Tate Modern visit

Andy Warhol

I visited the Tate Modern on 12 August primarily to see the Andy Warhol exhibition. The work that most appealed to me is shown below – in particular, the red Lenin. I love the saturated colours and the use of negative space.

Naoya Hatakeyama

I’ve not seen the work of the Japanese photographer Naoya Hatakeyama before. At the Tate, the work was shown in a dimly lit room, but despite the relative darkness the lights in the photos were so bright that I thought they were being backlit. They weren’t.

Hatakeyama describes his approach to the series Maquettes/Light:

The night view of Tokyo is especially shimmering. One can often find nightlights regularly lining an exterior passageway that connects the individual units of an apartment building. The appearance of regularly lined fluorescent lights is characteristic of Tokyo’s skyline at night. I started taking pictures of this kind of light with a small camera around 1995. I got on a motorcycle every night and went out here and there and gathered the lights of the apartment and other buildings.

The photographs were taken using a small camera, placed on a tripod. When framing a subject, Hatakeyama paid particular attention to its verticality. He adjusted the settings on his camera, exposing his black and white film to light for two to ten seconds. For each image the chosen exposure was just enough to reveal a division between a building and the night sky.

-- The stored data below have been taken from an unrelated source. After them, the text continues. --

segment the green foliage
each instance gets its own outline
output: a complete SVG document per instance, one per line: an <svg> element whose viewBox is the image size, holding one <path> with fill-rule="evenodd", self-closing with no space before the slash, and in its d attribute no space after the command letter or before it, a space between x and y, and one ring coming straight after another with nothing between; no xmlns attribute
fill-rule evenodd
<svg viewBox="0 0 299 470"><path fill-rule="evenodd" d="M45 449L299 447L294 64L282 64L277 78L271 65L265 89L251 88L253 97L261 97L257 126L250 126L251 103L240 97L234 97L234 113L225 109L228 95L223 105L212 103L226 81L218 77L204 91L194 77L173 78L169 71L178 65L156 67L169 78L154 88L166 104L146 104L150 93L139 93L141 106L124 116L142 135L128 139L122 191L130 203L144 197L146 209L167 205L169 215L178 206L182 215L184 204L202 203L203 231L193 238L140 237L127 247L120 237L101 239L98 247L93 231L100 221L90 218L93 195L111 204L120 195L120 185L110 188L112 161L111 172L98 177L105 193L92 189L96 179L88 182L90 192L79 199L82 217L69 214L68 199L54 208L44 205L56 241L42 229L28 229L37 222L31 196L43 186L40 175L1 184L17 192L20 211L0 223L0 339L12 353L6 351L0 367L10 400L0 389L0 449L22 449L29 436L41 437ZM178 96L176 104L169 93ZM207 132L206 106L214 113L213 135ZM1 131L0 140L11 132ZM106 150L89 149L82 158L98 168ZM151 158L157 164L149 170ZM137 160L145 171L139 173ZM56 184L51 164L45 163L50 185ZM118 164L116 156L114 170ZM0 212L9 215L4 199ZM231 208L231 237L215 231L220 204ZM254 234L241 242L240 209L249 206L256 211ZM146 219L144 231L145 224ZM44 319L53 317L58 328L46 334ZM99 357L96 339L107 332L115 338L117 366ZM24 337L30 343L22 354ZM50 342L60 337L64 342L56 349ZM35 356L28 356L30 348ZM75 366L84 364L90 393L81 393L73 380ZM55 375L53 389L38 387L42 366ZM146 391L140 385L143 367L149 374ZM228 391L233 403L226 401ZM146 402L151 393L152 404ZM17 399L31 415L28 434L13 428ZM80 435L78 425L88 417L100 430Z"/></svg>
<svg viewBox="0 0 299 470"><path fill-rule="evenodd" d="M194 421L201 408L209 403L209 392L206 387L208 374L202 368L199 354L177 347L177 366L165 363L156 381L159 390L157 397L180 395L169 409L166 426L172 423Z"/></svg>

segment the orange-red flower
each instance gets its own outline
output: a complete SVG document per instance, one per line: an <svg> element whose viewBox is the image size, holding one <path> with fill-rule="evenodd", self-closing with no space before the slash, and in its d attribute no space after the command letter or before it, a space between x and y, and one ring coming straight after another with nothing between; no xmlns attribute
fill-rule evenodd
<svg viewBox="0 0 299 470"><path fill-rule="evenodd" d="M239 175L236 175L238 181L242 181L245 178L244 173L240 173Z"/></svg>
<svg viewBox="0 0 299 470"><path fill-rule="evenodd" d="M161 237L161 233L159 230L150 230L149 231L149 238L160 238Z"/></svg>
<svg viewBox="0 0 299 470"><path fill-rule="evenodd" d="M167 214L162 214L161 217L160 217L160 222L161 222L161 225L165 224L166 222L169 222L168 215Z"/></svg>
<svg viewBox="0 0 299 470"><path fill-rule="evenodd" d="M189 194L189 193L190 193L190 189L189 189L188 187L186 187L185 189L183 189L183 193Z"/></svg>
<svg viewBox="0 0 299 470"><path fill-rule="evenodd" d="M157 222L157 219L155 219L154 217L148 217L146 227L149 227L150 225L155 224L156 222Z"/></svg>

Hatakeyama experimented with the display of the photographs. He first produced them as gelatin silver prints. Feeling something was missing, he made black and white transparencies from the same films. He assembled the original paper prints on these transparencies and placed them on light-boxes.

Layering both paper prints and transparencies emphasised the dark areas of shadow in his images while still allowing light to shine through the highlighted parts. The resulting works on light-boxes feature sharp contrasts, the darkest areas of his images double in density and the brightest points appear more brilliant. Hatakeyama titled the work Maquettes/Light. He felt his images of buildings at night, lit and scaled down, resemble architectural models.

I’ve not seen this before. Basically the only commentary for the Hatakeyama exhibition was a technical description of how he produces this work. As such it rather detracts from the artistic appreciation of the work focusing the viewer’s attention on technique and process rather than the artistic value.